Difference in errors adjusted for overall number when the errors have different signs
Suppose we have error scores which can take positive or negative values, of equal importance, on two conditions, baseline (B) and treatment (T) then assuming at least one of B and T are non-zero the difference in the errors adjusted for total number can be expressed using absolute values, abs(), as
sgn(T-B)[abs(T-B)] / [(abs(B) + abs(T)] if T and B have different signs or [abs(T) - abs(B)] / [(abs(B) + abs(T)] if T and B have the same sign
Alternatively, provided B is nonzero, we can express the difference in errors as a percentage change (PC) by
sgn(T-B) 100[abs(T-B)] / abs(B) if T and B have different signs or 100[abs(T) - abs(B)]/abs(B) = 100(SF - 1) if T and B have the same sign
where SF is the scaling factor relating to T and B.
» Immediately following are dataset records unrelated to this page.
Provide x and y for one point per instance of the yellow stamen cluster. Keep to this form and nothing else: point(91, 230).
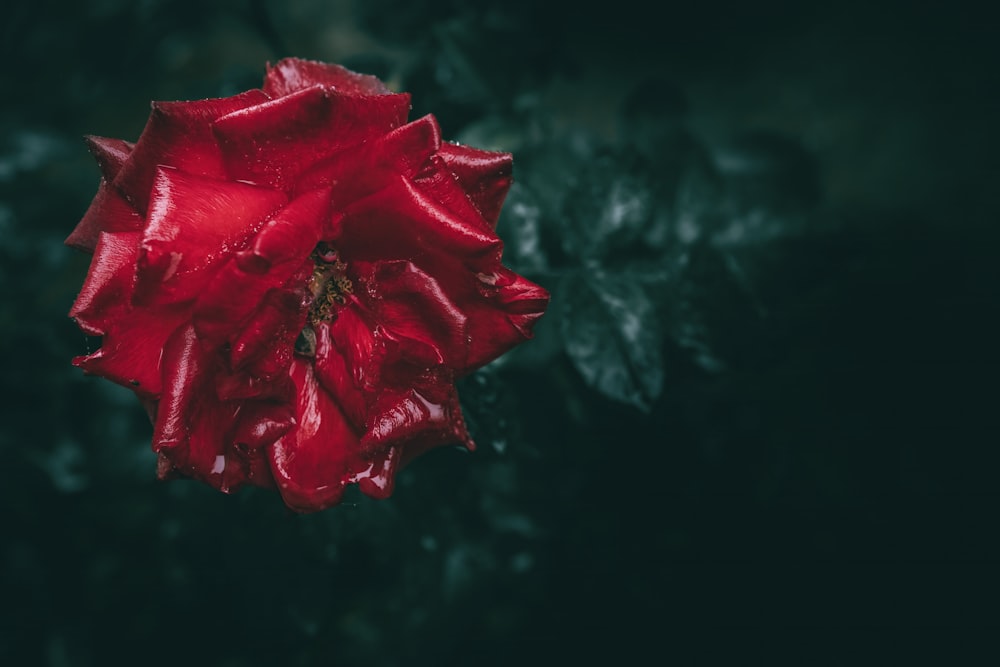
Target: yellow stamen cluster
point(329, 284)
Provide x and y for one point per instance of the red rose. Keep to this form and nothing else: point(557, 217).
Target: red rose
point(291, 279)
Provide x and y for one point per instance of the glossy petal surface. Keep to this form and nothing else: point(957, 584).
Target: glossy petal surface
point(292, 279)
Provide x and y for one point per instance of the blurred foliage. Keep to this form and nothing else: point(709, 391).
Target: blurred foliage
point(759, 406)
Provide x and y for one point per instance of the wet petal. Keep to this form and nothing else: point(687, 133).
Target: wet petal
point(131, 349)
point(194, 222)
point(107, 290)
point(293, 74)
point(275, 255)
point(416, 420)
point(413, 308)
point(401, 222)
point(109, 153)
point(108, 212)
point(359, 171)
point(179, 135)
point(263, 347)
point(270, 144)
point(343, 371)
point(191, 428)
point(501, 314)
point(485, 176)
point(314, 462)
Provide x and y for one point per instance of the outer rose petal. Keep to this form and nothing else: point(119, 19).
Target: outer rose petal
point(361, 170)
point(276, 253)
point(105, 294)
point(292, 75)
point(270, 144)
point(108, 212)
point(190, 428)
point(401, 222)
point(131, 350)
point(193, 222)
point(415, 419)
point(485, 176)
point(110, 154)
point(412, 306)
point(179, 134)
point(501, 314)
point(312, 464)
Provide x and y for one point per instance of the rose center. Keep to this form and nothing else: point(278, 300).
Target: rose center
point(330, 287)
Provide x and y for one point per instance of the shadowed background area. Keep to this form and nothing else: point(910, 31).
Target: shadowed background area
point(757, 424)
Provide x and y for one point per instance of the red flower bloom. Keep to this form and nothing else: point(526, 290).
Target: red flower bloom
point(291, 279)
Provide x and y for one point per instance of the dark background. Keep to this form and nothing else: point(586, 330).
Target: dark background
point(757, 426)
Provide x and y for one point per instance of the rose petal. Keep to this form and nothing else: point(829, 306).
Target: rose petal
point(485, 176)
point(131, 349)
point(192, 427)
point(361, 170)
point(401, 222)
point(500, 313)
point(105, 294)
point(291, 75)
point(193, 223)
point(313, 463)
point(439, 184)
point(378, 479)
point(108, 212)
point(109, 153)
point(179, 134)
point(260, 423)
point(270, 144)
point(344, 371)
point(412, 306)
point(263, 347)
point(415, 421)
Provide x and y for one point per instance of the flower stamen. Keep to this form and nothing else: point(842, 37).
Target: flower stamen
point(329, 284)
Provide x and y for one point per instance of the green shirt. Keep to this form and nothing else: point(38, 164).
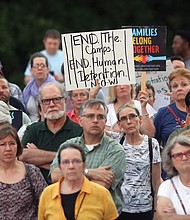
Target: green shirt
point(108, 152)
point(39, 134)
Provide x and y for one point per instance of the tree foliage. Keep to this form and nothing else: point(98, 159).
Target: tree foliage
point(23, 23)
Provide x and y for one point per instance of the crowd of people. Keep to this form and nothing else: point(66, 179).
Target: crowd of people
point(82, 155)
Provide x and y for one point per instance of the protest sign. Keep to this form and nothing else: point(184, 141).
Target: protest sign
point(103, 55)
point(158, 79)
point(149, 45)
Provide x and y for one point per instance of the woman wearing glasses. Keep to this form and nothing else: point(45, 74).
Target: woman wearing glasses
point(20, 184)
point(74, 197)
point(143, 173)
point(40, 73)
point(174, 193)
point(125, 94)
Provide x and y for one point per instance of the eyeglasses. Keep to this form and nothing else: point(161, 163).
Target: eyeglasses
point(74, 162)
point(55, 100)
point(130, 117)
point(81, 95)
point(179, 156)
point(10, 144)
point(91, 117)
point(39, 65)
For example if T and B both have the same sign and the number of errors doubles (SF=2) it follows abs(T) - abs(B) = 2 abs(B) so abs(T) = 2 abs(B) which gives a 100 (2abs(B)- abs(B))/abs(B) = 100% increase in errors from baseline.
If we ignore the absolute values in the above formulae we can end up with misleading values due to failing to ignore the signs of B and T. For example if we have scores of -3 for B and +2 for T then the total number of errors equal to B+A equals -1 when in fact there are 5 errors made in total.